Bruce Baker: Charter Schooling in the Post-Espinoza & Fulton Era
Rutgers professor Bruce Baker is an expert in issues of school finance. In this post, he looks at what could happen to charter schools as the wall between church and state steadily crumbles in America.
The murkiness of the public-private distinction under state charter school laws creates a substantial vulnerability of the charter sector to become something it was originally argued to avoid – the public financing of religious education and indoctrination which dominated existing private school voucher programs at the time. Even prior to the Espinoza and Fulton decisions, religious operators had become significantly involved in the charter sector, in some cases adding to the opacity and of related party transactions over land and building deals between religious and secular private organizations.
These two issues – a) the intrusion of religion and all that comes with it (discriminatory practices in the name of free exercise, religious curriculum including teaching of creationism) and b) financial liability and transparency concerns – can be addressed by a unified overhaul of state charter school statutes and regulations.
First, Justice Breyer’s dissent in Espinoza acknowledges the variation in governing status of charter schools across states. We note that there are two layers to this which include entities that authorize the establishment of charter schools and citizen boards that govern those schools. Either or both may involve non-government entities and private citizens and governing bodies. The latter (private governance of schools themselves) being more common than the former (non-gov’t agencies authorizing charters). We argue first that both of these layers must be governed by state actors, involving elected or appointed boards, who, in this capacity are public officials (not private citizens or institutions).
Maryland provides one example which is sufficiently tight in this regard. Charter schools are authorized by, governed by and financed through their host county school districts. Further, while private management companies may be hired to “operate” the schools, employees of the schools are under county district contracts. That is, teachers and other certified staff in Maryland charter schools are public employees and themselves “state actors,” even when they work under the direction of a private management company.
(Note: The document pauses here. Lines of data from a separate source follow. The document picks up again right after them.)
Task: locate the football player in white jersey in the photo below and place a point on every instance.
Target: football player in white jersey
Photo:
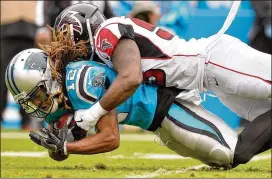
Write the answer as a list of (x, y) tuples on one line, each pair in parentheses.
[(140, 52)]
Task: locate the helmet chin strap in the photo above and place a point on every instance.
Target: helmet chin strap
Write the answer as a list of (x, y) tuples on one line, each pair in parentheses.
[(54, 106), (90, 36)]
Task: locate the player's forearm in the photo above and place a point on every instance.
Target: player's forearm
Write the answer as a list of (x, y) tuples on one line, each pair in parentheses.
[(121, 89), (99, 143)]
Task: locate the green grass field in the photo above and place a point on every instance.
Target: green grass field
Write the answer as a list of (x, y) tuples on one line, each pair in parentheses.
[(137, 156)]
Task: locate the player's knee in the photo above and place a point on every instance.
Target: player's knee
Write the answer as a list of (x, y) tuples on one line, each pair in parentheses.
[(220, 157), (241, 158)]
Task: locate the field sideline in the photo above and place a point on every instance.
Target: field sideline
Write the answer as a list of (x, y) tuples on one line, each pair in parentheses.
[(137, 157)]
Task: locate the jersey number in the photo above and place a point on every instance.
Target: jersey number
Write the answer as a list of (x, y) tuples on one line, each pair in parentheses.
[(161, 33), (155, 77)]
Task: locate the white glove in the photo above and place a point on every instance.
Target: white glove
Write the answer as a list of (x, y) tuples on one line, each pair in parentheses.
[(190, 96), (87, 118)]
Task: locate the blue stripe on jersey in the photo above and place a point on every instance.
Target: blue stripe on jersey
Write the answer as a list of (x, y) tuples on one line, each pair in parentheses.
[(194, 123)]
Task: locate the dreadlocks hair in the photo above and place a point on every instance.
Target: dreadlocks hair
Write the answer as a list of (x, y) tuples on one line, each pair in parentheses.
[(61, 51)]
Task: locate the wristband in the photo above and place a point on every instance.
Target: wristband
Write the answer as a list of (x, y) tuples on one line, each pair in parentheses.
[(65, 149)]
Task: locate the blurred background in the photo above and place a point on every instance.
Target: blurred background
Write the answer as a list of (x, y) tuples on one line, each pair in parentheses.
[(24, 24)]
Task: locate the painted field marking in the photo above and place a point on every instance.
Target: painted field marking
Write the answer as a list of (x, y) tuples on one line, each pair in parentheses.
[(123, 137), (24, 154)]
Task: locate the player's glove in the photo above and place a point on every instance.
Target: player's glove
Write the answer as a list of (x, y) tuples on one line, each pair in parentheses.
[(87, 118), (50, 141)]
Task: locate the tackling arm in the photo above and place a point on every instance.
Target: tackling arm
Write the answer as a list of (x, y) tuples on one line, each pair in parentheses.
[(127, 62)]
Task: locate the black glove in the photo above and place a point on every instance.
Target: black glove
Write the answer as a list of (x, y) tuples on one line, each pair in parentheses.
[(50, 141)]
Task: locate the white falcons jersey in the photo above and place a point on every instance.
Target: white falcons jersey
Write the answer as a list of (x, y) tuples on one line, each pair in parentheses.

This model provides for increased public transparency, and at the same time, minimizes potential for religious intrusion on the charter sector. A truly public governing board (like the district board of education, appointed or elected) would not be able to exclude from management contracts, firms with religious ties or origins on that basis alone. But, given that instruction is provided by public employees and the school governed by public officials, the school would be bound by constitutional requirements regarding discrimination and the provision of religious curriculum (here, the establishment clause prohibits advancement or promotion of religion).